Israele più che di un di governo ha bisogno di un “salva-Netanyahu”. Il problema è questo: salvare Netanyahu o lasciarlo in pasto alla magistratura che lo accusa di corruzione? Lieberman, ultranazionalista laico russofono e ago della bilancia tra il Likud del premier uscente e Bianco e Blu dell’ex generale Gantz, vorrebbe fare un governo di unità nazionale ma senza Netanyahu alla testa dell’esecutivo. Questo significa che al premier uscente verrebbe a mancare l’immunità anche se fosse ministro. L’alternativa è un governo di unità nazionale senza Netanyahu premier ma con un accordo che porti al congelamento delle accuse dei giudici. È possibile? È possibile ma non facile in un Paese come Israele precipitato da mesi in una sorta di stallo.
Gantz forse potrebbe costituire un governo con i partiti arabi uniti, la terza formazione politica israeliana, ma è una soluzione che non vuole perché non gli verrebbe mai perdonato dall’elettorato sionista. Gli arabi ci sono, esistono, votano pure, ma non devono avere voce, anzi se possibile, come vorrebbe Netanyahu, dovrebbero essere annessi a Israele, Cisgiordania compresa. Alla fine della vicenda Leiberman, leader del partito nazionalista russofono, è decisivo ma ancora più decisivo è trovare una soluzione che tiri fuori dai guai Netanyahu che ha governato così a lungo questo Paese da battere persino il record del padre fondatore Ben Gurion. L’unica soluzione è un patto di sopravvivenza politica e soprattutto giudiziaria. Se Netanyahu si fa da parte potrebbero venire archiviate le inchieste per corruzione avviate dalla procura generale.

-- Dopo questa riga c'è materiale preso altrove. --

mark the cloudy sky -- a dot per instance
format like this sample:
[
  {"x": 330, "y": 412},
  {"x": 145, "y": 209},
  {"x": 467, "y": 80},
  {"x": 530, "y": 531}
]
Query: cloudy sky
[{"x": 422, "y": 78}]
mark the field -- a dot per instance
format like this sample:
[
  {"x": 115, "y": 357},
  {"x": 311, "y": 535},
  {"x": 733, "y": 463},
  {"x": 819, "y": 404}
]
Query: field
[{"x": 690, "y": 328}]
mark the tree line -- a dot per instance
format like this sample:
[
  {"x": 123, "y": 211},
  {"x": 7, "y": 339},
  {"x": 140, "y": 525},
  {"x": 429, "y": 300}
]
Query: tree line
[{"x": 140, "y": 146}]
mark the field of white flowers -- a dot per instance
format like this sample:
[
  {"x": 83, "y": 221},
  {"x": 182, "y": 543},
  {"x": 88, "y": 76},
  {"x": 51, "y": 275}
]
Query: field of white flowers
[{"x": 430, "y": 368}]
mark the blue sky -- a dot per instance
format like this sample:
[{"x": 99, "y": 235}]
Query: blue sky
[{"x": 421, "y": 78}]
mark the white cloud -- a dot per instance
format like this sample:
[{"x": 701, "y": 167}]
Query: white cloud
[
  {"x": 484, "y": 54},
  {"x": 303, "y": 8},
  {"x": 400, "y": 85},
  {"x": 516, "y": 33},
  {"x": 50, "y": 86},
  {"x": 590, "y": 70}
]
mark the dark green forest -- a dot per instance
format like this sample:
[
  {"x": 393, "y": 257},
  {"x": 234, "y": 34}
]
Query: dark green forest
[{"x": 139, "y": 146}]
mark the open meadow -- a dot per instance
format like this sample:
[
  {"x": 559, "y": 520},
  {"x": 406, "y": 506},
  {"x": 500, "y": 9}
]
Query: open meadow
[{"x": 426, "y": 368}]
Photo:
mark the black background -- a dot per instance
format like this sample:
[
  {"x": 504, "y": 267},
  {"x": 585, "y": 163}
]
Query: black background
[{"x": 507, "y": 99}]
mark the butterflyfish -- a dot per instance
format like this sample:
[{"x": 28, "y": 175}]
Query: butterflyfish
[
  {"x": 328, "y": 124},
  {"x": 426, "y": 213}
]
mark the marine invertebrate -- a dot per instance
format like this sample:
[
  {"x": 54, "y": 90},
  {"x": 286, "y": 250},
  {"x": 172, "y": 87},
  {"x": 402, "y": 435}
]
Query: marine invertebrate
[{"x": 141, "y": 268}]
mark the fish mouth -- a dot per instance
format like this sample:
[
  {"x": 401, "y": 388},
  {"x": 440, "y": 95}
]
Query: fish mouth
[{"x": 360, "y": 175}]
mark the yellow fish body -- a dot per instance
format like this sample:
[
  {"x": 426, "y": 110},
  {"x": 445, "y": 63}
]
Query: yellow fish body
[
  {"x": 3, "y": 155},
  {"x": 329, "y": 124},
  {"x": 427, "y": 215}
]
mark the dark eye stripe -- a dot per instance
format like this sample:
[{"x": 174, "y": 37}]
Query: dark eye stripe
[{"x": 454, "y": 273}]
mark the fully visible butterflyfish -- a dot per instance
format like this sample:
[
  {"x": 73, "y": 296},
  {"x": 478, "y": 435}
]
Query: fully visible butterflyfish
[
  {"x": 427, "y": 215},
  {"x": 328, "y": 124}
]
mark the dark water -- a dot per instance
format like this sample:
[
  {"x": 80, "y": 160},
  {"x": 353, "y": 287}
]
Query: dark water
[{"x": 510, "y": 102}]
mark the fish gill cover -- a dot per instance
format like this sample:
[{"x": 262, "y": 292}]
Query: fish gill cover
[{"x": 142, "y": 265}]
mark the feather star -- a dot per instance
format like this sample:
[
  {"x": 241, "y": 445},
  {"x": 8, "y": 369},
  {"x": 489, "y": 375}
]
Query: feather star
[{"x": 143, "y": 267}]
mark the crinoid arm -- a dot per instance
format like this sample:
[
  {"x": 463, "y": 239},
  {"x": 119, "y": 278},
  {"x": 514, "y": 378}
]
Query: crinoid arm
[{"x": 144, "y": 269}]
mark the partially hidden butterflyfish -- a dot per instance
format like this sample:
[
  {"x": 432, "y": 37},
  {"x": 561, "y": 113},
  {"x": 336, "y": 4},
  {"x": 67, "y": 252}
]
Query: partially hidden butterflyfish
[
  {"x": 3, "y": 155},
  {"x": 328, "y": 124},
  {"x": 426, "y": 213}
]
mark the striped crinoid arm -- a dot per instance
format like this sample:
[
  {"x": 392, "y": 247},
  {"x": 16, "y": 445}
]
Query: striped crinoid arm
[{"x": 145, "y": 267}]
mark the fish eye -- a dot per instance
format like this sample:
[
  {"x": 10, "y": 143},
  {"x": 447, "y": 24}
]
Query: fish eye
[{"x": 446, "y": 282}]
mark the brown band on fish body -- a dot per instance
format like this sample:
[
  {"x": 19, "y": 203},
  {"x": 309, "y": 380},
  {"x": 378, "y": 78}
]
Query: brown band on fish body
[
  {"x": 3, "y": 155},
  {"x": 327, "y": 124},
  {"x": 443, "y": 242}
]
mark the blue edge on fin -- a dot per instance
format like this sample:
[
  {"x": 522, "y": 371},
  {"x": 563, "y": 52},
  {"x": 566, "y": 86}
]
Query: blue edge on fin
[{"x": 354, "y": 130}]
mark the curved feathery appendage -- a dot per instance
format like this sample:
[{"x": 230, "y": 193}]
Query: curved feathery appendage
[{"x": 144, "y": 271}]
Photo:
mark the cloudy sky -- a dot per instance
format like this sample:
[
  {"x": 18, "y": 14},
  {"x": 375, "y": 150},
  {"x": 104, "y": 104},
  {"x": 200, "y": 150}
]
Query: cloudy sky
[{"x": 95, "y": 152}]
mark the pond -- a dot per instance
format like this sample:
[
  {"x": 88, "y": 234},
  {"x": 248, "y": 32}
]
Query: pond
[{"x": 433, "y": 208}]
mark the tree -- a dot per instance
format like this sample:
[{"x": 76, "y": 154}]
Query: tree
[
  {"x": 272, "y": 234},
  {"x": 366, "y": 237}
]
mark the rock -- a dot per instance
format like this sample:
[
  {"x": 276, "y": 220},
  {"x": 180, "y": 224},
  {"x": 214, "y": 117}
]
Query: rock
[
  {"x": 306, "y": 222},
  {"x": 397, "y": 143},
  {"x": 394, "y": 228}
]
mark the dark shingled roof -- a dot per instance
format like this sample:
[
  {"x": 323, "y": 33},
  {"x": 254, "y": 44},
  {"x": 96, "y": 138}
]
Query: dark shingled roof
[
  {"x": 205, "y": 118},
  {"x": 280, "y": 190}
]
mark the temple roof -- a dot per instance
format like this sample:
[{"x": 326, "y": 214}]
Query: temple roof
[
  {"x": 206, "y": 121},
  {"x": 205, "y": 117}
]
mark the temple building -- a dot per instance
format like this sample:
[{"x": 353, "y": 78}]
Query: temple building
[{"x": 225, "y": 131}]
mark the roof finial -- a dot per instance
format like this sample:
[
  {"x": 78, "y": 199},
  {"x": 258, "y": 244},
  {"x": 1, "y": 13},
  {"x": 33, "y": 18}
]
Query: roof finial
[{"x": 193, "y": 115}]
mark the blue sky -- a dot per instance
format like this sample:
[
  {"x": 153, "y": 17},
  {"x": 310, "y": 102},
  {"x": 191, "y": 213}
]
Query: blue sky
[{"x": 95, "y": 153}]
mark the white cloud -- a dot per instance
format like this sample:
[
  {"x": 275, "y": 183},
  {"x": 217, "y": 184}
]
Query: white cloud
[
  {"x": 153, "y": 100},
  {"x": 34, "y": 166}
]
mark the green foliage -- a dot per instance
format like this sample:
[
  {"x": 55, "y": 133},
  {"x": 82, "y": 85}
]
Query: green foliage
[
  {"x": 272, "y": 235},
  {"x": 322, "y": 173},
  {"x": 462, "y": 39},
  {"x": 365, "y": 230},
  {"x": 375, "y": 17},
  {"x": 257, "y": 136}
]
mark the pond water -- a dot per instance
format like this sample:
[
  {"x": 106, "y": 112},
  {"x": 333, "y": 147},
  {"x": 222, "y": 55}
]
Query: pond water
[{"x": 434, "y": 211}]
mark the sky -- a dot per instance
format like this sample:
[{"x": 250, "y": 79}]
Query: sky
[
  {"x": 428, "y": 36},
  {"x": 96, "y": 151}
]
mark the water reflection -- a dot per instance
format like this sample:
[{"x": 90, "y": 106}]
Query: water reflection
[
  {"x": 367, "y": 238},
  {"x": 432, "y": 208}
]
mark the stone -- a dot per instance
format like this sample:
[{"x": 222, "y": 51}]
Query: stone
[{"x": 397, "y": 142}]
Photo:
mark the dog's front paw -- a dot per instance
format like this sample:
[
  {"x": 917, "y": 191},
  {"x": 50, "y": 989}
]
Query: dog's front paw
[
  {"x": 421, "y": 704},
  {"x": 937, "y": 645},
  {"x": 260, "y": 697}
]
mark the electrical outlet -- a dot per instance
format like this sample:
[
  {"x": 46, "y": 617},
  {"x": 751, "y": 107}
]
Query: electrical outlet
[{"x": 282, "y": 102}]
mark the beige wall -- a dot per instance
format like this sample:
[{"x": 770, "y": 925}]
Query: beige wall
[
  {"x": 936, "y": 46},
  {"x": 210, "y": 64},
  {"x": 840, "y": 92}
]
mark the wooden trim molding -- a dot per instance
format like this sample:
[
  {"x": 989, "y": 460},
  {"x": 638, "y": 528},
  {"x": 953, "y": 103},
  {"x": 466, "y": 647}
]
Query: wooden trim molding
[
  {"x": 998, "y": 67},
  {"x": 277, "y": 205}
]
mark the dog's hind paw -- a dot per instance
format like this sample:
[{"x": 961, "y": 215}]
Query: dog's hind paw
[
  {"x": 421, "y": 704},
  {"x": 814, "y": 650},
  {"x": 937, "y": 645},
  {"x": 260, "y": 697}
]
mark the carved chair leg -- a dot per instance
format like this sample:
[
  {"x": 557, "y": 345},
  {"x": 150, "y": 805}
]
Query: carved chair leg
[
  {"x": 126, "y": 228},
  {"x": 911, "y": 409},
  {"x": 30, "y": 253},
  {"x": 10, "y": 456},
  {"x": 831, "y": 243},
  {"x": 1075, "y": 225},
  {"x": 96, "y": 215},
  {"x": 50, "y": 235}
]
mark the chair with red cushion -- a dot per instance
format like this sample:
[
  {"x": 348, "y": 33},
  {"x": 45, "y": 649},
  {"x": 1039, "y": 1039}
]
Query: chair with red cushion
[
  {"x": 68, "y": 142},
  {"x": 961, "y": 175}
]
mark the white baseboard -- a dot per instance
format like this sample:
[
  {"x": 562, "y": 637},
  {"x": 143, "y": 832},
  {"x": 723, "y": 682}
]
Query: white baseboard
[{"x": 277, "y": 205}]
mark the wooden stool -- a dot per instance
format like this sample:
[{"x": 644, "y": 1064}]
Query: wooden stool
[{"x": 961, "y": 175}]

Queste elezioni avevano un solo obiettivo confermare o meno la guida del Paese a Netanyahu. E Il Paese su questo si è dimostrato spaccato come prima. I programmi di Bianco e blu di Gantz non si discostano di molto da quelli del Likud
Le autorità le hanno denominate “caso 1000, caso 2000 e caso 4000”: nel primo, Netanyahu è accusato di aver accettato regalìe (per un valore di 200 mila dollari) dal produttore di Hollywood Arnon Milchan, in cambio di facilitazioni per l’ottenimento del visto per gli Stati Uniti e sopratutto in cambio del sostegno di Bibi ad una legge sull’esenzione fiscale per il produttore miliardario, per spingerlo a risiedere nello Stato ebraico. Nel secondo caso, Netanyahu è accusato di voler affossare uno dei principali quotidiani israeliani – Israel Hayom, la cui distribuzione è gratuita, grazie al finanziamento del magnate Sheldon Adelson – in cambio dell’adozione di una linea editoriale a lui favorevole da parte di un altro celebre giornale – Yediot Ahronot -, attraverso un accordo segreto con l’editore di quest’ultimo: il piano sarebbe quindi quello far passare una legge che vieti i quotidiani gratuiti, danneggiando Israel Hayom e favorendo così Yediot Ahronot, a patto che quest’ultimo muti le sue posizioni, normalmente critiche nei suoi confronti. Nel terzo caso, Netanyahu è accusato di sostenere un piano di deregolamentazione nei confronti del colosso delle telecomunicazioni Bezeq, anche in questa occasione in cambio della promessa di coperture favorevoli da parte di Walla, un noto sito di news controllato dall’azienda.
Queste elezioni avevano un solo obiettivo confermare o meno la guida del Paese a Netanyahu. E Il Paese su questo si è dimostrato spaccato come prima. Per il resto c’è ben poco da dire: i programmi di Bianco e blu di Gantz non si discostano di molto da quelli del Likud. Il presidente, Reuven Rivlin, ha fatto sapere che inizierà il prima possibile il suo giro di consultazioni per individuare il leader politico con le maggiori chance di formare una coalizione di governo (servono almeno 61 seggi) e ottenere la fiducia del Parlamento, in modo da allontanare la minaccia di un terzo ritorno alle urne in un anno, dopo le elezioni del 9 aprile e quelle di ieri. In pratica se non riuscirà a fare un governo come premier Netanyahu vede davanti a sé lo spettro del procuratore generale Avichai Mandelbli ma se accetta di farsi da parte allora forse si può salvare. Sarebbe la fine ingloriosa del dominatore della politica israeliana da una generazione.